Jeffrey B. Lown: Thanks, Peter, and welcome to our second quarter 2025 earnings call. The second quarter started out with an intense storm. But by the end of the quarter, skies were considerably clearer. The initial tariff announcements on April 2 spooked markets, resulting in an instinctive flight to quality and causing the administration to quickly pause the majority of tariffs for 90 days to reach new agreements. As the quarter progressed, investors began discounting the worst-case scenarios initially feared. In fact, inflation remained low, the economy resilient and tariff deals continue to be negotiated as we embark on a new normal. Despite the significant intra-quarter volatility, the 10-year ended the quarter at 4.23%, marginally higher quarter-over-quarter.

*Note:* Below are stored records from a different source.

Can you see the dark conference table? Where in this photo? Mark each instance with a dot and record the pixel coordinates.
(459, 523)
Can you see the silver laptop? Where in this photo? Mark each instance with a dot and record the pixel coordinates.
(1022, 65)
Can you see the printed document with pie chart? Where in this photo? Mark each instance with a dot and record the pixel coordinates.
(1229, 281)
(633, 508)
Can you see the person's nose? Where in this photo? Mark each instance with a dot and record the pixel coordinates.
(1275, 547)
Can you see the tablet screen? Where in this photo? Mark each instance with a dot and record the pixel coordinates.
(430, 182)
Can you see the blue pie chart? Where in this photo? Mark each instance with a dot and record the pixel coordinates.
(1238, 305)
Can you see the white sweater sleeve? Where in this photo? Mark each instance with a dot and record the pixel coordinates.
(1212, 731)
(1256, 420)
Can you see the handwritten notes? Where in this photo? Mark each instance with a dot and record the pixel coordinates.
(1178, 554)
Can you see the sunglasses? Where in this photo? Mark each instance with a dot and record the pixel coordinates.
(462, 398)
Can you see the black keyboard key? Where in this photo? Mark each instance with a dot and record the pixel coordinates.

The negative performance for those in the Agency MBS sector was primarily driven by the mortgage basis underperforming both swap and treasury hedges, which Julian will elaborate on shortly. With the macro environment still in wait-and-see mode, all eyes are on the Fed to provide any signal to the end of their pause and return to the long-awaited rate cut cycle in September. We believe we are properly positioned for this event. For the second quarter, we generated GAAP net loss applicable to common stockholders of $0.03 per diluted share. Book value per common share finished the quarter at $3.34, compared to $3.58 on March 31. On an NAV basis, which includes preferred stock and prior to any ATM capital raised in the quarter, NAV was down approximately $6.2 million or 2.7% relative to March 31.

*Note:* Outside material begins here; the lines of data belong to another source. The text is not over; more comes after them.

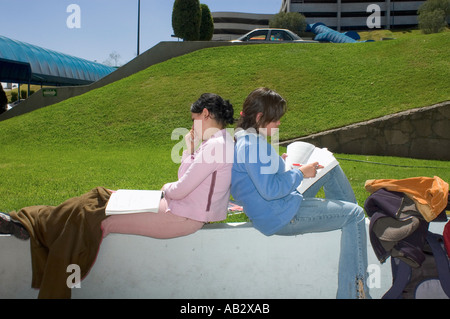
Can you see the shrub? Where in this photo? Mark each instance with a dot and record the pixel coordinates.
(206, 24)
(294, 21)
(186, 17)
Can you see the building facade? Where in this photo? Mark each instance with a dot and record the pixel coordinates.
(336, 14)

Financial leverage at the end of the quarter remained relatively consistent at 5.3x as we continue to stay prudently levered. During the quarter, we raised approximately $9 million of capital through our common ATM program and ended the quarter with $58 million of unrestricted cash on the balance sheet, maintaining a solid liquidity profile. During the quarter, we were pleased to enter into a strategic partnership and investment with Real Genius LLC, a Florida-based digital mortgage technology company. Real Genius has developed a proprietary direct-to-consumer platform, offering an efficient fully online mortgage experience, including instant prequalification, automated document process and real-time loan tracking, all of which is supported by their custom- built point-of-sale system.

Partnering with and investing in Real Genius is one of the clear benefits of our internalization, which allows us the flexibility to explore unique investment opportunities we believe are accretive to strategic growth. We’re excited to support Real Genius as they look to accelerate their growth moving forward. Looking ahead, we continue to also monitor the economic environment closely. And as it further stabilizes, we will look to evaluate a more risk-on approach to our investment strategy while maintaining strong liquidity and prudent leverage. With that, I’ll turn the call over to Julian, who will cover more details regarding our investment portfolio and its performance over the second quarter.

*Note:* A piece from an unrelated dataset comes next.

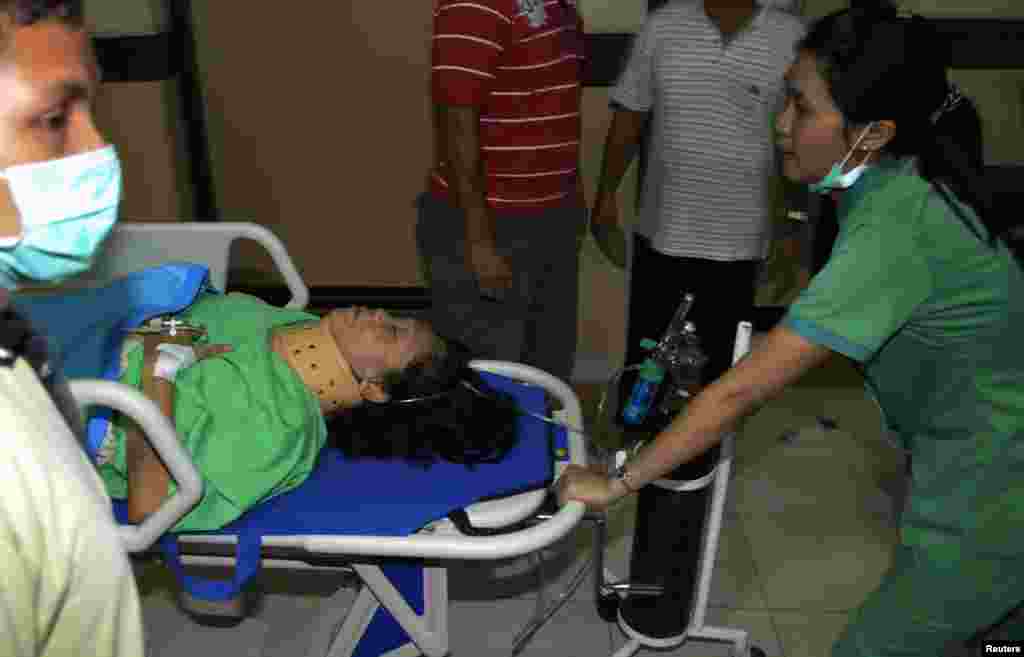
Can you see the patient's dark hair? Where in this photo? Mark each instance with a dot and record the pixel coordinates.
(459, 426)
(880, 64)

Julian B. Evans: Thank you, Jay. The second quarter was divided into 2 distinct periods. The first period, primarily April, was dominated by market anticipation surrounding Liberation Day. April set the tone for the quarter, introducing heightened volatility, increased hedging costs, wider mortgage spreads and a significant swap spread tightening. The remainder of the quarter, encompassing May and June, was spent attempting to recover from April dislocations. While volatility subsided and mortgage spreads tightened in the latter months, the improvements were insufficient to fully offset April’s impact. At quarter end, our MSR portfolio had a UPB of $16.6 billion and a market value of approximately $225 million. The MSR and related net assets represented approximately 43% of our equity capital and approximately 23% of our investable assets, excluding cash at quarter end.

A high-rise building with balconies, showcasing the company's investments in residential real estate finance.

Meanwhile, our RMBS portfolio accounted for approximately 36% of our equity capital. As a percentage of investable assets, the RMBS portfolio represented approximately 77%, excluding cash at quarter end. Our MSR portfolio’s net CPR averaged approximately 6% for the second quarter, up modestly from the previous quarter. The portfolio’s recapture rate remained de minimis as the incentive to refinance continues to be minimal for this portfolio, given the portfolio’s loan rate. In the near term, we continue to expect a low recapture rate and a relatively low net CPR given our portfolio’s characteristics. Should the Fed shift towards a rate easing stance, we could see both of these metrics begin to rise as the incentive to refinance returns. Meanwhile, the RMBS portfolio’s prepayment speeds continue to remain low at 6.1 CPR with mortgage rates holding relatively steady between 6.5% and 7% for the past 9 months.

As long as the Fed holds rates firm, we would expect prepayment speeds to remain moderate. However, should the Fed begin to cut rates in September, prepayment speeds could begin to rise in the latter part of the third quarter and into the fourth quarter, if long-end treasury and mortgage rates move lower following the Fed easing. As of June 30, the RMBS portfolio, inclusive of TBAs, stood at approximately $756 million, compared to $733 million at the previous quarter end as we continue to modestly shift our RMBS positioning during the quarter towards higher coupon mortgages. During the quarter, we moved existing positions as well as invested new proceeds into higher coupons. For the second quarter, our RMBS net interest spread was 2.61% lower than the previous quarter, primarily driven by a large swap position that matured in the first quarter, but impacted the NIM in the second quarter, as we had previously indicated.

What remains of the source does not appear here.